Former FDA commissioner: US can still ‘catch up’ with monkeypox

Scott Gottlieb, the former commissioner of the Food and Drug Administration, said the United States could still “catch up” in its efforts to contain the growing outbreak of monkeypox, but warned officials they needed to dramatically ramp up testing if the country hopes to keep the virus. to become an endemic threat.
Gottlieb made the remarks on CBS’ “Face the Nation” on Sunday as cases of the disease continue to spread across the country. The Biden administration declared monkeypox a public health emergency on Thursday, and there are now more than 7,500 confirmed cases of monkeypox in the United States, the most of any country.
“I think there’s potential to get that back in the box, but it’s going to be very difficult at this stage,” Gottlieb said on Sunday. “We continue to search for cases in the community of men who have sex with men. It mainly spreads in this community. But there is no doubt that it is spreading outside of this community at this point. And I think we need to start looking for cases more broadly.
Gottlieb went on to say that the Centers for Disease Control and Prevention has been reluctant to expand testing recommendations to include patients who have other conditions such as atypical cases of shingles or herpes. The agency, he said, tested about 8,000 people a week for monkeypox out of a potential capacity of 80,000 tests during that time.
Cases so far have almost exclusively involved gay and bisexual men, but officials have urged the public to say everyone is vulnerable. Dr Anthony Fauci has said the US should work to remove any stigma around the disease, but the LGBTQ community fears President Joe Biden’s administration has moved too slowly to contain the spread of monkeypox .
Vaccines are still hard to come by, and The New York Times reported last week that the Department of Health and Human Services was slow to request vaccine supplies during the early days of the outbreak.

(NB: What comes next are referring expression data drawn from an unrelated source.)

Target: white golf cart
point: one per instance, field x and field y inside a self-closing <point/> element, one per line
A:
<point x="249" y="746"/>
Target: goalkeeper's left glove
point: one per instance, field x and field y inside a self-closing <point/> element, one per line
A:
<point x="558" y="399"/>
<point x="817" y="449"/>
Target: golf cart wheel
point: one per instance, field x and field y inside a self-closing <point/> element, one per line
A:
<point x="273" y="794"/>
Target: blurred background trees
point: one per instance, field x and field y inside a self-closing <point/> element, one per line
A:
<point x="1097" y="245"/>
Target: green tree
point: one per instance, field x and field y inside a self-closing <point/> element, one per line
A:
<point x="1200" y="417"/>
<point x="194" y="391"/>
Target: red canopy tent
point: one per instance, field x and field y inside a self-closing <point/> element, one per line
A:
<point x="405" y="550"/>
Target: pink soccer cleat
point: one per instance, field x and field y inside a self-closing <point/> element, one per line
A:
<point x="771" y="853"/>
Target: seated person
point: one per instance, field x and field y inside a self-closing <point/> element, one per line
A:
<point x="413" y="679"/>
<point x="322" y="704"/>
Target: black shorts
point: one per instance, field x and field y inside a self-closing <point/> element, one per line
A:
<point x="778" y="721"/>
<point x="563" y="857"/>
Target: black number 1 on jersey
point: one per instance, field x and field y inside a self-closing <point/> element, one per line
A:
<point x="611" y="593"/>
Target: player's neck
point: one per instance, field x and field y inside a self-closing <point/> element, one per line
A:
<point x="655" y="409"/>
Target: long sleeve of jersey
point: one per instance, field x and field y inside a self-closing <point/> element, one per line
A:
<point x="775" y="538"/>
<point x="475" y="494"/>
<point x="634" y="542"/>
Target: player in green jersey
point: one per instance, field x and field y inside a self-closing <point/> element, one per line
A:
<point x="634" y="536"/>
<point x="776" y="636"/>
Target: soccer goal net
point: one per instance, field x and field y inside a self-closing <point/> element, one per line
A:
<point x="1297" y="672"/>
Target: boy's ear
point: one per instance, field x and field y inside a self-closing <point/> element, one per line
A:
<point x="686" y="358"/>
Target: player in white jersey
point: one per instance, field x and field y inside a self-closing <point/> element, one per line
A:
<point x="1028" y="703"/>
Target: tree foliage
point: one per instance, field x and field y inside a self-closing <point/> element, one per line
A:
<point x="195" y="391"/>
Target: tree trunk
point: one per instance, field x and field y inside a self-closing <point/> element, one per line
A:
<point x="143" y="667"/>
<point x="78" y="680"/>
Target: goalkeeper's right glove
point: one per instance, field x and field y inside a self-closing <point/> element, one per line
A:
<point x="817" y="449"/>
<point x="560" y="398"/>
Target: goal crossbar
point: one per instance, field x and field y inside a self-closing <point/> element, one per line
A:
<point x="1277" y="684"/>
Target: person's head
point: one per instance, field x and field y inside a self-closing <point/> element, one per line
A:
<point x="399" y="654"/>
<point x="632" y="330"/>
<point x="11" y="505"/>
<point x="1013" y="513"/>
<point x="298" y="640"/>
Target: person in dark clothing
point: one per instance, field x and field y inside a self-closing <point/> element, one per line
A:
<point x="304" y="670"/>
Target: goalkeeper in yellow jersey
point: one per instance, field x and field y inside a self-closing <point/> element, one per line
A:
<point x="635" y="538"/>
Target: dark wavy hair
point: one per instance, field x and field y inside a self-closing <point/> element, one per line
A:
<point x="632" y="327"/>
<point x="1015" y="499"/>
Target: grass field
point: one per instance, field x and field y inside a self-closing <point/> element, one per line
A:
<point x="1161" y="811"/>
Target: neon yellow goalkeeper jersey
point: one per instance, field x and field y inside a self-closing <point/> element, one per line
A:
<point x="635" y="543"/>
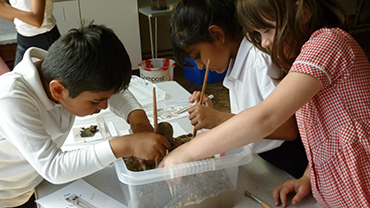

This stumble means the United States will not see the necessary millions of doses delivered until 2023.
The only drug that can also be used to treat monkeypox, Tpoxx, is also extremely difficult to find due to bureaucracy.
HHS Secretary Xavier Becerra said last week that the public health emergency would allow the government to better mobilize resources, noting that Biden had brought in two people to coordinate the White House effort against smallpox. of the monkey.
Gottlieb previously said the United States likely failed to contain monkeypox after it stumbled during its initial efforts to control the virus when the first case was reported in the country in May. He said on Sunday that if there was still a slim chance that a member of the general public would be affected by the disease, officials should still test as many people as possible.
“I think the incidence of this infection in the wider community is probably still very low,” he said. “But if we want to contain this, if we want to prevent this from becoming an endemic virus, we have to search for it more widely. And the worst case is that we start testing more widely and can’t find it. And that would be reassuring. But we should.